Słowem podsumowania film wygląda jak tanie kino dla dzieci z sobotniej ramówki Polsatu, który kipi fatalnym aktorstwem, słabym dubbingiem, tragicznym scenariuszem i bezsensownym pomysłem na fabułę, która nic nie wnosi, ani nie ma żadnej logiki. Dałbym może ocenę dwa lub trzy góra cztery gdyby to był spin-off serii, lub film niekanoniczny, a nie część trzecia. Film jest tak tragiczny, że ocena jeden jest sprawiedliwym werdyktem dla tego dzieła.
Odnośnie ostatniego akapitu, to wszystkie części się tam nadają. Typowy hollywoodzki blockbuster na raz. To nie Prestiż czy Iluzjonista.
Pierwszą część zapamiętałem inaczej i podobała mi się, ale chyba będę musiał sobie odświeżyć pamięć.
Mieszkam 27 lat w FR.Police Muncipale to taka Polska Straz Miejska od mandatow za parkowanie.Moze dla tego takie gapy straszne.Albo nie chcieli wysmiewac prawdziwej Policji?Police Municipale nie nosza broni,od tego jest Police National,albo CRS.Strzal w lustro do Morgana na wysokosci obojczyka,a czarnemu watrobe przestrzelili.To jest dla dzieciakow w stylu Scooby Doo.szkoda gadac
Może. Moja ocena raczej wynikała z oceny perspektywy polskich służb, co może i jest błędne, ale z uwagi na akcję filmu w czasach teraźniejszych zastanawiam się, czy służby naprawdę nie miałyby zaostrzonego rygoru (choć może i nie) i czy służby takie jak Interpol pozwalałby sobie na jazdę jakiegoś korpoludka w furgonetce służbowej przyglądając się ściganemu? To już jest zbyt naciągane jak dla mnie.

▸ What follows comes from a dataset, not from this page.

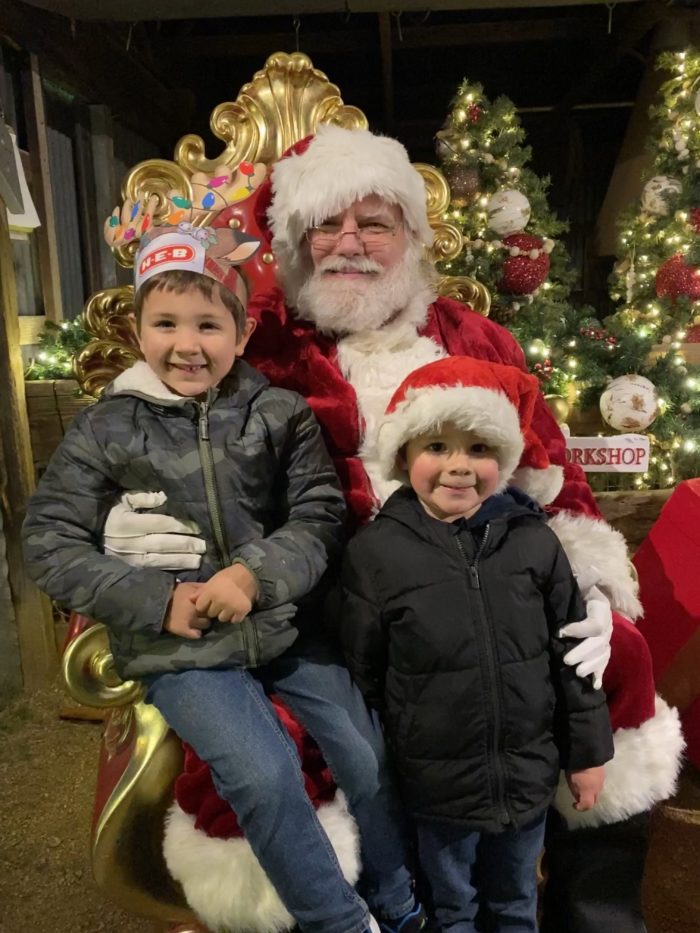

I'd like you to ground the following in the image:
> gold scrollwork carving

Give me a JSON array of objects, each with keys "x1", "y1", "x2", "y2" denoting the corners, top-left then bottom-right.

Swoją drogą przypomniał mi się żart z Family Guya, który chyba mógłby ocenić te służby z filmu: https://www.youtube.com/watch?v=4YzrBxqiPpk
Wątek nazistowski to jest typowa ostatnimi czasy w Hollywood obrzydliwa retoryka jak to biały republikanin = naziol / faszysta (o ironio tak dokładnie robili Naziści względem Żydów). Wcześniej przez lata tłukli do mózgów bajki o białej supremacji, ale chyba nie miało to aż tak mocnego wydźwięku. Ma to ogólnie na celu odczłowieczenie drugiej strony politycznej i nakręcenie psycholi by dokonywali zamachów (patrz Kirk). To z kolei ma wprowadzić niekończącą się wojnę w społeczeństwie, była wojna płci, wojna ras, teraz wojna z Hitlerem. Nawet nie musiałem sprawdzać by wiedzieć kim z pochodzenia jest reżyser i scenarzysta tego dzieła.